The barrel-vaulted ceiling is entirely covered by the famous frescoes which Michelangelo painted between 1508 and 1512 for Julius II. The original design was only to have represented the Apostles, but was modified at the artist's insistence to encompass an enormously complex iconographic theme which may be synthesized as the representation of mankind waiting for the coming of the Messiah. More than twenty years later, Michelangelo was summoned back by Paul III (1534-49) to paint the Last Judgement on the wall behind the altar. He worked on it from 1536 to 1541.
The Vatican Library was founded by Nicholas V (1447-55). Sixtus V (1585-90) commissioned the present building from Domenico Fontana, who built the long gallery and the Salone.
VATICAN PICTURE GALLERY
The Vatican Picture Gallery was founded by Pope Pius VI (1775-99). Only in 1932 was a permanent site established in a building commissionated by Pius XI (1922-39) from a design by the architect Luca Beltrami.

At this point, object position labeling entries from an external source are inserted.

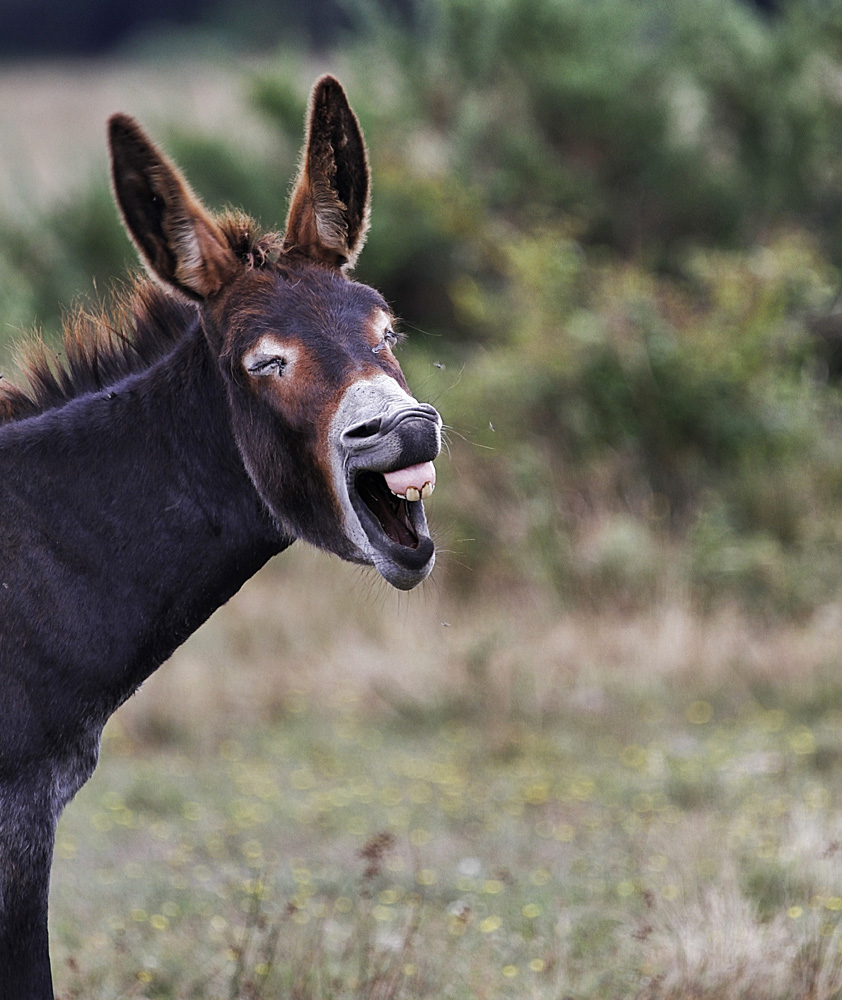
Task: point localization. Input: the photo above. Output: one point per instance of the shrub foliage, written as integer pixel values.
(616, 228)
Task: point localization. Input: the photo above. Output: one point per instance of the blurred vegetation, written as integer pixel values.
(617, 229)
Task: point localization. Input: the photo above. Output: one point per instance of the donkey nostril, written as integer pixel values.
(366, 429)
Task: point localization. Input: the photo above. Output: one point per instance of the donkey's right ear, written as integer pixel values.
(178, 239)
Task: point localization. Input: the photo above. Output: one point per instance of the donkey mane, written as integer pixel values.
(138, 325)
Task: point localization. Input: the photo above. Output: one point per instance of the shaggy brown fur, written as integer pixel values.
(137, 327)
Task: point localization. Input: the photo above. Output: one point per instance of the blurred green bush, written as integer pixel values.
(614, 225)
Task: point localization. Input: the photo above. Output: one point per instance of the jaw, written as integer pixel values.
(387, 531)
(397, 541)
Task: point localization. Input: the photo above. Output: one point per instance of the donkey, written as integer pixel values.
(246, 397)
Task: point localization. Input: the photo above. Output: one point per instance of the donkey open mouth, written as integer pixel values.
(386, 456)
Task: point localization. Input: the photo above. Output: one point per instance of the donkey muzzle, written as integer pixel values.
(385, 443)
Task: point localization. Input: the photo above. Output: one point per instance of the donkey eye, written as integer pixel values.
(267, 366)
(389, 338)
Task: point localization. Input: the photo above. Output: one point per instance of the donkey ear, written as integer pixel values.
(177, 237)
(328, 214)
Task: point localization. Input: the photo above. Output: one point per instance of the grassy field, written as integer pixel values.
(333, 792)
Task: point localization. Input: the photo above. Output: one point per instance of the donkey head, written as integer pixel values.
(335, 445)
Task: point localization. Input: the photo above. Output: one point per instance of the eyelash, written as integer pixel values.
(265, 366)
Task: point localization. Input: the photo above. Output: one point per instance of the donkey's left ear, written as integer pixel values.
(178, 239)
(328, 214)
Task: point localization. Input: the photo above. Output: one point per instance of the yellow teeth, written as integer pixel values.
(414, 494)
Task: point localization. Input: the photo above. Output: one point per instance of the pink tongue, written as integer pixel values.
(416, 475)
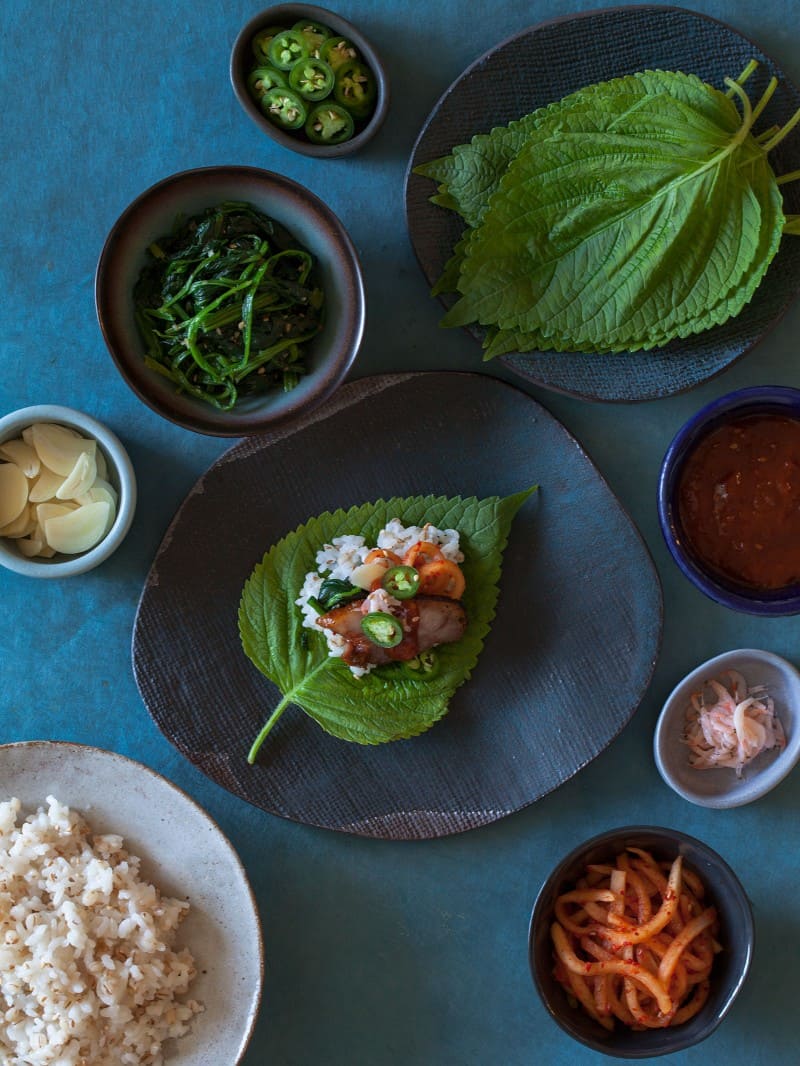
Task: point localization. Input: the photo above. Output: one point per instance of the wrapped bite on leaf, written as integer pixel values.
(370, 618)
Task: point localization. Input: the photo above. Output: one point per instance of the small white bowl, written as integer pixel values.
(186, 855)
(721, 788)
(121, 475)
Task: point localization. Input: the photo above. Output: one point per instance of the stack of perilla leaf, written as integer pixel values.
(629, 213)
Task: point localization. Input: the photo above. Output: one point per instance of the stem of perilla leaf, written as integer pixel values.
(266, 729)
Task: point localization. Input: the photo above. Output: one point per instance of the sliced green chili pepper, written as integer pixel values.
(402, 582)
(315, 33)
(312, 78)
(264, 78)
(285, 108)
(338, 50)
(355, 89)
(330, 124)
(421, 667)
(383, 629)
(260, 44)
(287, 47)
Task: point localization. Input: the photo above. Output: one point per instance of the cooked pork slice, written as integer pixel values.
(428, 620)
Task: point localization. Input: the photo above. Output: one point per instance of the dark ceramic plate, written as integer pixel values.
(549, 61)
(522, 725)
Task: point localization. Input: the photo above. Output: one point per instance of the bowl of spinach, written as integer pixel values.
(230, 300)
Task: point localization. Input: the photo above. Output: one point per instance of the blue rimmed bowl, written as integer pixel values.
(758, 400)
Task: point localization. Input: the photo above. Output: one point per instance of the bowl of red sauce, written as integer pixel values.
(729, 500)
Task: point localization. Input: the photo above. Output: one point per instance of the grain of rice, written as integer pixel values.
(89, 975)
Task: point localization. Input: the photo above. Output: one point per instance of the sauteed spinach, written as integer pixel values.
(226, 303)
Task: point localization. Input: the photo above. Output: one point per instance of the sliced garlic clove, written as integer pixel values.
(24, 525)
(77, 531)
(22, 454)
(13, 493)
(45, 486)
(59, 448)
(101, 483)
(80, 479)
(365, 575)
(102, 467)
(31, 547)
(47, 511)
(101, 491)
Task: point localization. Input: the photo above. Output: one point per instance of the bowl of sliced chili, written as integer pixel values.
(230, 300)
(309, 80)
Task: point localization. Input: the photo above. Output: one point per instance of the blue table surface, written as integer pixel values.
(377, 953)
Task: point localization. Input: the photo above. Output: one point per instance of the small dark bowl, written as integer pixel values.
(760, 400)
(241, 64)
(150, 215)
(730, 967)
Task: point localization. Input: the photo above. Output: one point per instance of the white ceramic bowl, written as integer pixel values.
(186, 855)
(121, 475)
(721, 788)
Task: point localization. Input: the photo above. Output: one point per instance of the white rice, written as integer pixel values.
(345, 553)
(88, 972)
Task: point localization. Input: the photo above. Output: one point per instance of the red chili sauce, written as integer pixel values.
(739, 500)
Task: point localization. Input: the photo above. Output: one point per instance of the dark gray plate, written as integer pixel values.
(521, 726)
(549, 61)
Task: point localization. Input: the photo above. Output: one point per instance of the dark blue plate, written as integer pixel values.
(545, 63)
(569, 658)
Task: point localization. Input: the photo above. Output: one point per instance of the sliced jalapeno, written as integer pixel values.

The gallery includes works of Giotto, Gentile da Fabriano, Beato Angelico, Perugino, Pinturicchio, Leonardo, Tiziano, Guercino, van Dyck, Poussin, etc.
GREGORIAN MUSEUM OF PROFANE ART
The special building constructed to house the museum (founded by Gregorius XVI in 1844) runs parallel to the Pinacoteca and was opened in 1970. The works are arranged according to didactic criteria, liberated as far as possible from arbitrary integration and excessive restorations. The four sections contain Roman copies and re-elaboration of Greek originals, Roman sculptures of repubblican and early imperial periods, sarcophagi, later Roman sculptures.
Founded in 1854 by Pius IX in the Lateran Palace to house the Christian antiquities found during the excavations of the catacombs, the Museo Pio Cristiano was transferred to the Vatican in 1963.
MISSIONARY MUSEUM OF ETHNOLOGY
The material is vast and various and is presented according to didactic principles so as to document the religious cult of the various civilisation which have flourished in other continents over an enormous span of time, from centuries before the coming of Christ right up to our times.
It was founded under the auspices of Paul VI and laid out in 1973 in a building constructed under the Square Garden.
The collection contains: the carriages of popes and cardinals, with various harnesses; graphic and photographic documentation of solemn processions containing berlins and carriages; black landaus for daily conveyance and the first automobiles used by the popes.